MEMORIAS DE HIELO I

La nieve aún se deslizaba de los pliegues del hanbok de Yi Hwan cuando los eunucos lo escoltaron de vuelta a los aposentos reales. Tenía los pies entumecidos, las mejillas encendidas por el frío y un hilo de barro seco trepando por el dobladillo. Pero su paso era firme. Como si no supiera que la reina consorte ya lo esperaba.

Las puertas se cerraron tras él con un golpe sordo. El silencio era una amenaza más pesada que cualquier castigo.

Su madre estaba de pie, de espaldas, contemplando el brasero humeante. Su silueta era elegante, rígida como la porcelana. El calor apenas domaba el hielo que había en la habitación.

—¿Crees que el mundo te va a perdonar solo por ser el príncipe heredero? —su voz se alzó, sin necesidad de elevarse—. ¿Crees que puedes cruzar las murallas del Palacio como si fueras un niño vulgar cualquiera?

Yi Hwan bajó la mirada, pero no respondió. Sus pequeñas manos se aferraron al dobladillo de su túnica, apretando el borde con terquedad.

—Fuiste visto cerca del mercado —continuó ella, girando por fin. Su rostro, hermoso e impenetrable, estaba surcado por la tensión—. Un paso en falso y alguien podría haberse acercado demasiado. Podrían haber intentado asesinarte. Alguien podría haber visto el ojo blanco. ¿Eso es lo que deseas? ¿Que todo Baekjoseon te vea como una aberración?

El niño tragó saliva. Su voz tembló, pero no se quebró.

—Solo quería ver los patos en el hielo.

—¿Los patos? —repitió la reina con un deje de incredulidad amarga—. ¿Tú, el heredero del trono, arriesgas la vida por unos animales insignificantes?

—Nadie me reconoció.

Eso la hizo callar. Por un momento, la dureza de su expresión titubeó. Luego se acercó, paso a paso, hasta arrodillarse frente a él. Tomó su rostro entre las manos. Su tacto era cálido, pero sus ojos… eran un invierno que no perdonaba.

—Escúchame bien, Yi Hwan —susurró, y por fin usó su nombre—. No te odio. No te maldigo por lo que eres. Pero el mundo sí lo hará. No entienden lo que cargas. No ven a un niño. Ven una grieta en el cielo. Y tú… tú no puedes darte el lujo de ser débil. No puedes permitir que te vean como un príncipe blando.

Yi Hwan asintió, los ojos brillando. Un hilo de lágrimas amenazaba con traicionarlo.

La reina suspiró, y por un instante, el hielo se resquebrajó. Lo atrajo hacia sí y lo rodeó con los brazos, en un abrazo que olía a polvo de arroz y madera vieja. Sus manos acariciaron el cabello oscuro de su hijo, aún húmedo por la nieve.

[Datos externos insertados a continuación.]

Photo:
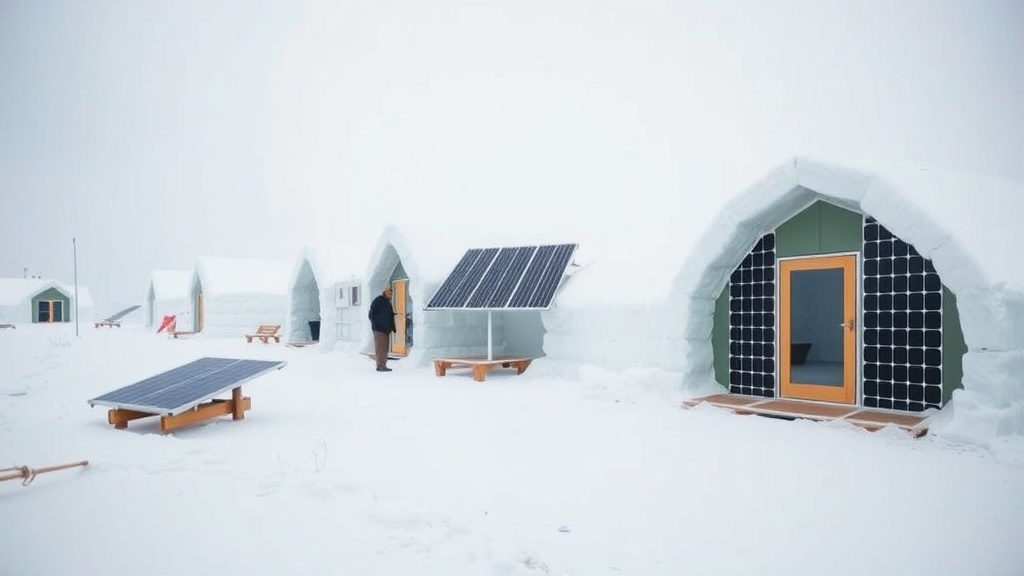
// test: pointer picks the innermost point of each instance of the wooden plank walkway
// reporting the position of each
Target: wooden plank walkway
(867, 418)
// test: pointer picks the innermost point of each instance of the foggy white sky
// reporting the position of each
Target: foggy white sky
(155, 132)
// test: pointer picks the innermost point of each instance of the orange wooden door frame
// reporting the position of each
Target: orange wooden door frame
(846, 394)
(50, 311)
(399, 289)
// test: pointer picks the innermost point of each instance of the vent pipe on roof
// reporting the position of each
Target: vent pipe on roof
(74, 246)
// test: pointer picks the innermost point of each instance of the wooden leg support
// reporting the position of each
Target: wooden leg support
(237, 407)
(440, 367)
(480, 371)
(120, 417)
(206, 411)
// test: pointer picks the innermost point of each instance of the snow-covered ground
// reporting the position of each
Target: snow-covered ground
(340, 469)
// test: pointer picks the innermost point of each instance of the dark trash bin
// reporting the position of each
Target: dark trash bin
(799, 352)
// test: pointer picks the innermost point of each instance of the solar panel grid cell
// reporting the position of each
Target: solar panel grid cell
(523, 277)
(471, 279)
(509, 282)
(450, 285)
(552, 277)
(488, 284)
(524, 293)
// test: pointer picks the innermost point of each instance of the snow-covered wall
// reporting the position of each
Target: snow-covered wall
(167, 293)
(240, 295)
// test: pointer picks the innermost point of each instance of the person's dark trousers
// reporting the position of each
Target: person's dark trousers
(380, 348)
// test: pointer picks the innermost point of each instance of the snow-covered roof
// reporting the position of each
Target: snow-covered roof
(170, 284)
(244, 276)
(964, 222)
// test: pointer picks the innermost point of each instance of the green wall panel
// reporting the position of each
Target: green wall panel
(953, 346)
(819, 229)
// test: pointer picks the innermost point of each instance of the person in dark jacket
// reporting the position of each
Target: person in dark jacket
(382, 323)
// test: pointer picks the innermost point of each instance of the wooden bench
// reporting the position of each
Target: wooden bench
(264, 333)
(481, 365)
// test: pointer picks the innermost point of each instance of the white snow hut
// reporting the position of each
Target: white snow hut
(414, 261)
(168, 292)
(326, 298)
(897, 289)
(233, 296)
(25, 300)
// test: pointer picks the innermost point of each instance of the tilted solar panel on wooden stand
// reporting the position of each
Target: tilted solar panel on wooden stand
(521, 278)
(177, 393)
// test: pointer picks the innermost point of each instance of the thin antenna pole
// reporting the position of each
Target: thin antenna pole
(491, 353)
(74, 245)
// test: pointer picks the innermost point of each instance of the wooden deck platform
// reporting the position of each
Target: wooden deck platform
(867, 418)
(481, 365)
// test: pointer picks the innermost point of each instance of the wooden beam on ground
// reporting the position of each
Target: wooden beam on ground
(480, 366)
(204, 412)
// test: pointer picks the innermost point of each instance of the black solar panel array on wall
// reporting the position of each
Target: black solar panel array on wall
(902, 360)
(752, 322)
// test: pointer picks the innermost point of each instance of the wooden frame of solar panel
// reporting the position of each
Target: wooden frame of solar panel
(185, 395)
(521, 278)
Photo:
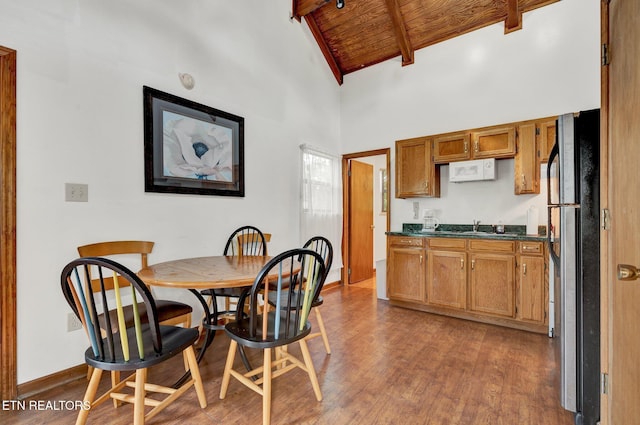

—Eres muy importante, seja —susurró, solo para él—. Por eso debo enseñarte a sobrevivir. Aunque me odies por ello.

El niño no respondió. Pero apretó su rostro contra su pecho, sintiendo el ritmo lento y contenido de un corazón que, aunque duro, latía por él.

Entonces, la reina se irguió, su rostro había vuelto a endurecerse.

—Cámbiate —dijo, con voz baja pero firme—. Nos están esperando.

Yi Hwan levantó la cabeza, confuso.

—¿A dónde vamos?

Ella no respondió de inmediato. Se giró hacia la ventana cubierta de escarcha. Afuera, el blanco cubría hasta donde alcanzaba la vista.

—Hay alguien que quiere verte. —Sus palabras salieron con un dejo seco, como si pesaran—. No le gusta esperar. Y tú ya has hecho que este encuentre se prolongue lo suficiente.

Yi Hwan sintió la presión de una expectativa que no comprendía. Se llevó instintivamente una mano al parche que cubría su ojo izquierdo, como si eso bastara para protegerlo.

—¿Quién es?

Su madre no respondió. Solo se volvió hacia él, con esa mirada que siempre decía más que sus palabras.

—Ponte algo digno. Y no olvides esto —dijo, acariciando con rapidez el borde del parche, sin tocarlo del todo—. Aún hay quienes creen que eres frágil. No les des razones para recordarlo. Ella aún tiene influencia sobre esta nación.

La reina consorte se giró hacia la puerta, y mientras salía, su silueta volvió a fundirse con las sombras del pasillo.

Yi Hwan permaneció un momento más en sus aposentos, el pecho aún tibio por el abrazo de su madre, pero con la espalda encorvada por el peso de una visita que se había aplazado más que la misma primavera.

El brasero crepitó detrás de él. En su interior, la llama titilaba… como si también dudara de sí misma.